Wake Up Dead Man : Une histoire à couteaux tirés

Wake Up Dead Man : Une histoire à couteaux tirés
Titre original:Wake Up Dead Man: A Knives Out Mystery
Réalisateur:Rian Johnson
Sortie:Netflix
Durée:144 minutes
Date:12 décembre 2025
Note:
Le détective Benoit Blanc collabore avec un jeune prêtre pour enquêter sur un crime totalement inexplicable perpétré dans l'église d'une petite ville au sombre passé.

Critique de Mulder

Il y a une délicieuse audace dans la manière dont Rian Johnson débute Wake Up Dead Man : Une histoire à couteaux tirés (Wake Up Dead Man: A Knives Out Mystery). Au lieu de nous présenter le détective traînant et apprécié de la franchise, le film s'ouvre en nous plongeant dans la psyché troublée du père Jud Duplenticy, interprété avec une tendresse et une volatilité extraordinaire par Josh O'Connor.
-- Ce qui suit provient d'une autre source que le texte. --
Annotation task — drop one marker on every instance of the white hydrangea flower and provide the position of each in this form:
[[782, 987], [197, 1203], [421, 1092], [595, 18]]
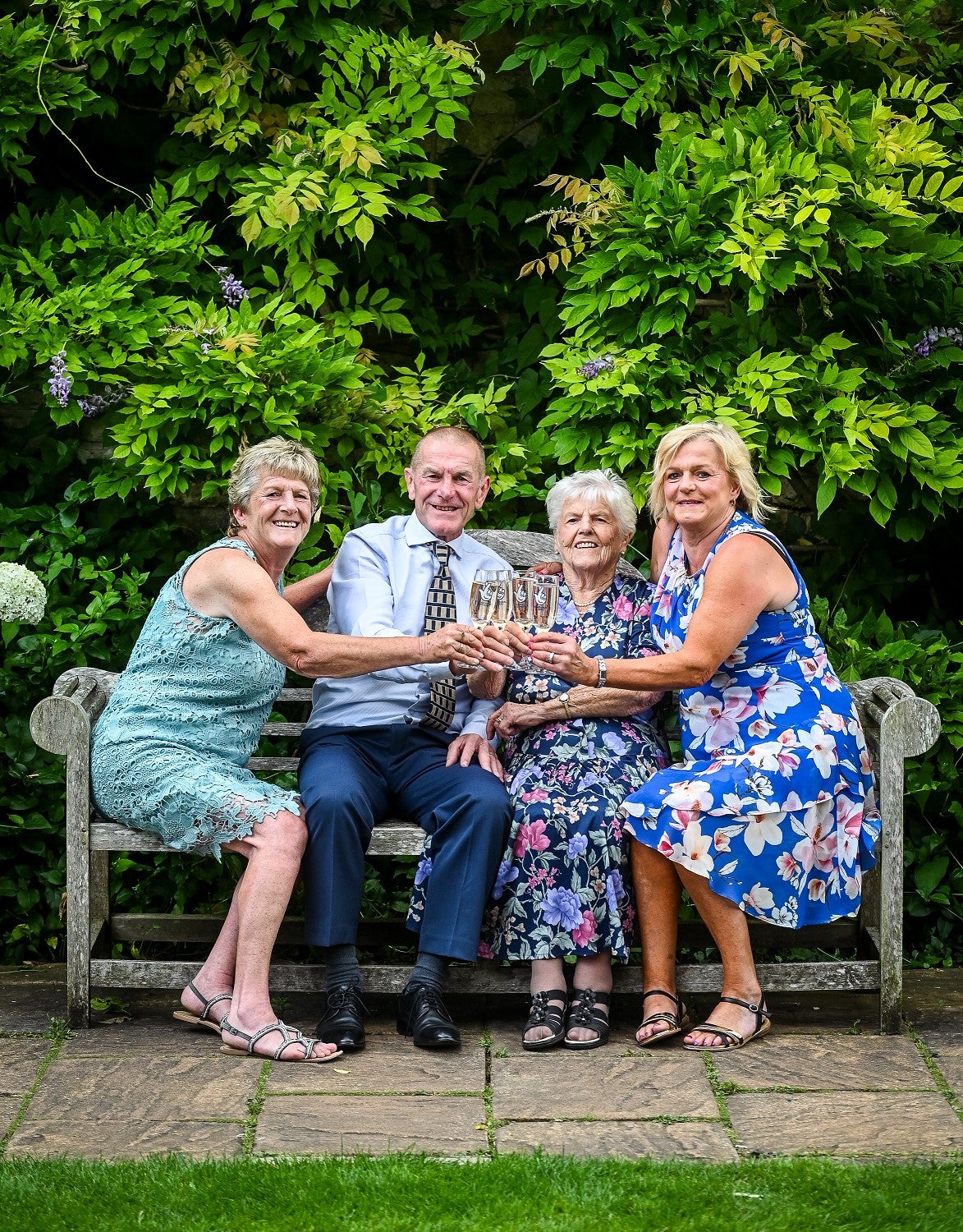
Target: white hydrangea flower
[[22, 594]]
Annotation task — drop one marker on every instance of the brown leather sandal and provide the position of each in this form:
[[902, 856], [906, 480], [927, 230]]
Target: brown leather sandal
[[676, 1022]]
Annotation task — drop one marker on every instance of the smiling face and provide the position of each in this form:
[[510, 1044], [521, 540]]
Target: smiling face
[[589, 540], [278, 515], [447, 485], [699, 490]]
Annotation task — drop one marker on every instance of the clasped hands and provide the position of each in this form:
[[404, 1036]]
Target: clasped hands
[[552, 652]]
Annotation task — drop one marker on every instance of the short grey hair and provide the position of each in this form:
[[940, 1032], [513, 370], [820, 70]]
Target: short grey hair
[[278, 456], [594, 485]]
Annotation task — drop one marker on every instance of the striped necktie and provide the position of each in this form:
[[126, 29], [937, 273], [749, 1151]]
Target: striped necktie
[[440, 610]]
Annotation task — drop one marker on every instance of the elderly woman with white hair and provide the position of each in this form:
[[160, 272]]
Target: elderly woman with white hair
[[571, 756], [169, 752]]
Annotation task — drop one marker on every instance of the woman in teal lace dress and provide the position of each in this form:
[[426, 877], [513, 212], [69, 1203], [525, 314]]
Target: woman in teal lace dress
[[169, 752]]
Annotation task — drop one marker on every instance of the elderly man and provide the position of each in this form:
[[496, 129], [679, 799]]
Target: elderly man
[[406, 742]]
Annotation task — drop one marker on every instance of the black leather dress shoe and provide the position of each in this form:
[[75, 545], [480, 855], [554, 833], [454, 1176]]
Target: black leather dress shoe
[[421, 1013], [342, 1022]]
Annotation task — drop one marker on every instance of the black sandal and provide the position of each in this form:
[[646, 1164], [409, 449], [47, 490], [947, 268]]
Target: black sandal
[[542, 1013], [733, 1039], [584, 1012]]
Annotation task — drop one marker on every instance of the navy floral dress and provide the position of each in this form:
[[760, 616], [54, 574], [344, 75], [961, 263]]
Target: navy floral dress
[[563, 886], [773, 803]]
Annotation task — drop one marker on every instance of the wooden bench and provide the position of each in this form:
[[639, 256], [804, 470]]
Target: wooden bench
[[898, 724]]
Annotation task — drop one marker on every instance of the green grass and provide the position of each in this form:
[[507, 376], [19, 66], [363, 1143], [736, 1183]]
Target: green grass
[[512, 1192]]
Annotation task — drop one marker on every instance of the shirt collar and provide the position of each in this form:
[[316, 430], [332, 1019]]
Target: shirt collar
[[418, 535]]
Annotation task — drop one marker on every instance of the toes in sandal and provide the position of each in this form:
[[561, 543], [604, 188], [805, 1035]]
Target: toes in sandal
[[185, 1015], [733, 1039], [288, 1035], [585, 1010], [676, 1022], [543, 1013]]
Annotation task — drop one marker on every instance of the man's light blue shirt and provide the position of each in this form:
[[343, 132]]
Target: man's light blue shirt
[[378, 589]]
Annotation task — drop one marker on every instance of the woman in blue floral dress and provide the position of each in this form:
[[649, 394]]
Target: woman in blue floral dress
[[773, 812], [571, 759]]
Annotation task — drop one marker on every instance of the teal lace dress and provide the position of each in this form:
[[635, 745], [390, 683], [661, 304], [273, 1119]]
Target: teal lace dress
[[167, 754]]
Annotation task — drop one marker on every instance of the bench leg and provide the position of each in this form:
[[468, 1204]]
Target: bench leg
[[78, 926]]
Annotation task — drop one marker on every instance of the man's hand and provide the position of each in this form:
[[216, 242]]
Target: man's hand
[[460, 642], [515, 717], [465, 749]]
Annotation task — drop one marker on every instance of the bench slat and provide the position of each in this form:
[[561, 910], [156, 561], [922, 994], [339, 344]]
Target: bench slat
[[487, 978], [389, 838]]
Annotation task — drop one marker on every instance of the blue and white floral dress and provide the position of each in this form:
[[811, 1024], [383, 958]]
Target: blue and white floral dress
[[773, 803], [563, 886]]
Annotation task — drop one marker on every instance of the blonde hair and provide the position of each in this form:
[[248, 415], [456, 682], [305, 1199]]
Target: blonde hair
[[591, 485], [736, 460], [278, 456]]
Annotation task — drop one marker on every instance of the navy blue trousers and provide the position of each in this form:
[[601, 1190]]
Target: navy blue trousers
[[351, 779]]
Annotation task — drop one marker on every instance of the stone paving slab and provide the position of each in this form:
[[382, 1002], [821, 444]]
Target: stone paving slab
[[618, 1140], [600, 1083], [122, 1140], [413, 1071], [846, 1124], [950, 1064], [20, 1060], [372, 1125], [9, 1108], [150, 1089], [142, 1037], [827, 1062]]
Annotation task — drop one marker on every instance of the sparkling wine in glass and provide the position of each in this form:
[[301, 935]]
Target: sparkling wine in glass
[[544, 603], [482, 600]]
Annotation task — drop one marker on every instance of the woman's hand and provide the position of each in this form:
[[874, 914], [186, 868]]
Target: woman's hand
[[514, 717], [517, 640], [562, 655], [460, 642]]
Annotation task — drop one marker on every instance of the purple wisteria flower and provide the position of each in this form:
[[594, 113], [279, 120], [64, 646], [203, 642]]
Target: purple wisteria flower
[[562, 907], [595, 366], [96, 403], [59, 382], [231, 287], [931, 337]]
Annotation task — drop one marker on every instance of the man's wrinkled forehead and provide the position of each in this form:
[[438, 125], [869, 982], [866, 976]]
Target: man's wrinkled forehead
[[452, 450]]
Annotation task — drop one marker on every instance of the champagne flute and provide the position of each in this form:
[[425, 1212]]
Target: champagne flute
[[502, 605], [482, 599], [544, 601]]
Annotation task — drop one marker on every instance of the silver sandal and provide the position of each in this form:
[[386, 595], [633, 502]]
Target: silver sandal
[[185, 1015], [288, 1035]]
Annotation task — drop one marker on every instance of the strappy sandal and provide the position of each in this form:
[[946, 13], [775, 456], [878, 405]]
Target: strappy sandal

Le film révèle rapidement un personnage complexe : un prêtre avec le physique musclé d'un ancien boxeur, un passé imprégné de culpabilité suite à un décès sur le ring, et une dévotion sincère mais fragile façonnée par la pénitence. L'arrivée de Jud Duplenticy à Our Lady of Perpetual Fortitude, une paroisse néo-gothique du nord de l'État de New York, donne le ton : il s'agit du filmde la saga Knives Out le plus sombre à ce jour, non seulement en termes de palette visuelle, mais aussi de tempérament spirituel. Rian Johnson utilise l'église, tant son architecture que ses rituels, comme une arène de distorsion morale et de désir, transformant le whodunnit en huis clos en une réflexion sur la foi, le fanatisme et les histoires auxquelles nous nous accrochons pour trouver le salut.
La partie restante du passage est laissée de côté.